Lo so che da fuori una scarpa può sembrare semplice: pelle, tacco, qualche cucitura ben fatta e via.
Ma fidatevi, non è proprio così che funziona. Almeno non nel mio mondo.
Nel mio mondo, ogni scarpa ha dietro giorni di lavoro, decine di decisioni, e spesso anche qualche dubbio (sì, anche dopo vent’anni che lo faccio). Perché non c’è un bottone da premere e voilà, la scarpa è fatta. C’è invece un processo pieno di persone, mani, strumenti, prove, errori, aggiustamenti. C’è artigianalità.
Tutto inizia con una cosa un po’ banale: un’idea
A volte è un tacco che mi viene in mente mentre sono in giro. Altre, un dettaglio che sogno di notte (non ridete, capita davvero).
Poi la testa parte: prendo un foglio, abbozzo, cancello, rifaccio.
Ma il passaggio chiave è sempre lo stesso: capire se quell’idea ha senso addosso a una donna vera, non solo su un disegno.
Perché a me interessa che chi indossa le mie scarpe si senta forte, elegante, comoda, libera.
Se non ci riesco, anche se il disegno è bello… non vale niente.
Dal disegno al prototipo: e qui iniziano i dolori
Una volta che l’idea è abbozzata, inizia la parte più lunga.
Il prototipo. Lo facciamo sempre qui in Lombardia, nel calzaturificio dove lavoro con persone che conosco da una vita.
Non siamo in tanti, e ognuno ha un compito ben preciso. Ma la cosa bella è che ci si confronta. Sempre. Se qualcosa non torna, ce lo diciamo. Non si va avanti a cuor leggero.
Spesso il primo prototipo non è giusto. Magari la linea è bella ma non calza bene. O magari il tacco regge, ma esteticamente è “sbagliato”. Ci si guarda, si sospira, e si ricomincia.
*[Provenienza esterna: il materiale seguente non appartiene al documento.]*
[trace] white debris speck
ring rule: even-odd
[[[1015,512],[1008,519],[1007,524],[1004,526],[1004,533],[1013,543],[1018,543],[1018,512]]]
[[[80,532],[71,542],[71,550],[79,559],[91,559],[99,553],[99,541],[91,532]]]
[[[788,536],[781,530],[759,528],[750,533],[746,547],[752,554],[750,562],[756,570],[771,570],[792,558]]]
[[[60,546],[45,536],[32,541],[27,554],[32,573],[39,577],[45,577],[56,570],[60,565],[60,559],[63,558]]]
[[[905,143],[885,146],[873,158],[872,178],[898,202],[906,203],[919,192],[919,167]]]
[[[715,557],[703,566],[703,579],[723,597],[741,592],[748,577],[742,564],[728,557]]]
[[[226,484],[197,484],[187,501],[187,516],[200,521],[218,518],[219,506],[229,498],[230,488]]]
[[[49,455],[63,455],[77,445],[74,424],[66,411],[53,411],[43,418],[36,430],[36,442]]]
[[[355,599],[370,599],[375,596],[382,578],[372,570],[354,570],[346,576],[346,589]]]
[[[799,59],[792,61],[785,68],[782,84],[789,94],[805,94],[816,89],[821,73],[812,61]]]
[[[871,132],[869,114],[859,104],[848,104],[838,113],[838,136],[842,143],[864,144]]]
Fa parte del gioco. Anzi, è il gioco.
La scelta dei materiali: qui non si bara
La pelle dev’essere quella giusta. Non solo bella, ma anche viva, morbida, resistente.
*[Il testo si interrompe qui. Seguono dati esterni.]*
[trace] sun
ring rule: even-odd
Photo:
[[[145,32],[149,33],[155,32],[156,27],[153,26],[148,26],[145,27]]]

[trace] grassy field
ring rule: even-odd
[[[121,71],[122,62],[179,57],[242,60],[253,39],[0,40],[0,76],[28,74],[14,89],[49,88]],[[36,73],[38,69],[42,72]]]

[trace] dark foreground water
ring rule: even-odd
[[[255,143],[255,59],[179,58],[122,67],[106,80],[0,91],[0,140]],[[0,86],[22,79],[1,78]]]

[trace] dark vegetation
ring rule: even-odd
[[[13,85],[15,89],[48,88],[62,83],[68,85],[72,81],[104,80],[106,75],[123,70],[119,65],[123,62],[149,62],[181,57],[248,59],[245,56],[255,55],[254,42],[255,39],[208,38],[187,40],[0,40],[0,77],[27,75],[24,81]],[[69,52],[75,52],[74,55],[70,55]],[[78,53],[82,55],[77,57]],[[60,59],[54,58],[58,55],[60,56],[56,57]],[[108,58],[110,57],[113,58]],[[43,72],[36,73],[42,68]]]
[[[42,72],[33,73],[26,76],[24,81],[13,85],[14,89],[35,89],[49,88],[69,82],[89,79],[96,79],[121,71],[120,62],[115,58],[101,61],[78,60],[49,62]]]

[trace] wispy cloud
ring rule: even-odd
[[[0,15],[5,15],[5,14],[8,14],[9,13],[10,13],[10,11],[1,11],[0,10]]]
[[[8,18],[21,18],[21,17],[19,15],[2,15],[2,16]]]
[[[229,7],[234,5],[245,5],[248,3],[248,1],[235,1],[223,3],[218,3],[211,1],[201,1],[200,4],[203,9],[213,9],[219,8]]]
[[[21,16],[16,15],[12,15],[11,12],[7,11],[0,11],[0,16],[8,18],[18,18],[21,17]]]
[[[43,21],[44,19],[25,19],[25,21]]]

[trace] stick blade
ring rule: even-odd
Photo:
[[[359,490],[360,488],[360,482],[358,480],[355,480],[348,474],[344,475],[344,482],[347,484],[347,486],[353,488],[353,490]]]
Non acquisto mai materiali a caso. Li scelgo uno per uno, con pazienza.
E quando mi arriva un campione nuovo, lo guardo, lo tocco, lo piego, lo annuso anche.
Perché la pelle, se è buona, la riconosci anche così.
Le fodere, le suole, i tacchi (quelli miei hanno una storia a sé) — tutto viene controllato.
E se qualcosa non mi convince, si scarta. Anche se costa. Anche se allunga i tempi.
Preferisco dire “ritardiamo” che mettere fuori una scarpa che non rappresenta davvero ciò in cui credo.
Non c’è catena di montaggio, c’è una squadra
Ogni paio di scarpe passa per diverse mani. C’è chi taglia, chi monta, chi rifinisce.
Ognuno ci mette il suo tocco, il suo occhio. È questo che rende ogni scarpa Ciaschini un po’ diversa.
Non è perfetta. È viva.
E non è magia. È mestiere.
Quello che ho imparato osservando, sbagliando, ascoltando chi ne sapeva più di me.
E continuo a farlo ancora oggi. Ogni giorno, anche ora che il mio nome è sul prodotto.
Perché tutto questo?
Perché voglio che le mie scarpe non siano solo belle da vedere, ma anche giuste da indossare.
Giuste per chi sceglie di camminarci. Per chi si mette davanti allo specchio e dice: “Ok, oggi vado. E lo faccio come dico io.”
Ecco, se riesco a trasmettere anche solo un po’ di questo, allora forse ne vale la pena.
A presto 😉
Alberto
FAQ
Q: Ma è vero che le vostre scarpe sono tutte fatte a mano?
A: Sì. Ogni passaggio passa per mani vere, esperte. Usiamo qualche macchina, certo, ma mai per sostituire il lavoro artigianale. Solo per affiancarlo dove serve.
Q: Quanto tempo ci vuole per fare una scarpa Ciaschini?
A: Dipende dal modello. Diciamo che tra progettazione, prototipo e produzione, per una nuova scarpa possono volerci anche due mesi.
Q: Tutti i materiali sono italiani?
A: Sì. Pelle, suole, fodere... lavoriamo con fornitori locali che conosciamo da tempo. È una scelta, non una moda.
Q: Si possono personalizzare le scarpe?
A: Non ancora in modo sistematico, ma stiamo studiando qualcosa. Ogni tanto capita che una cliente ci scriva e, se possiamo, lo facciamo volentieri.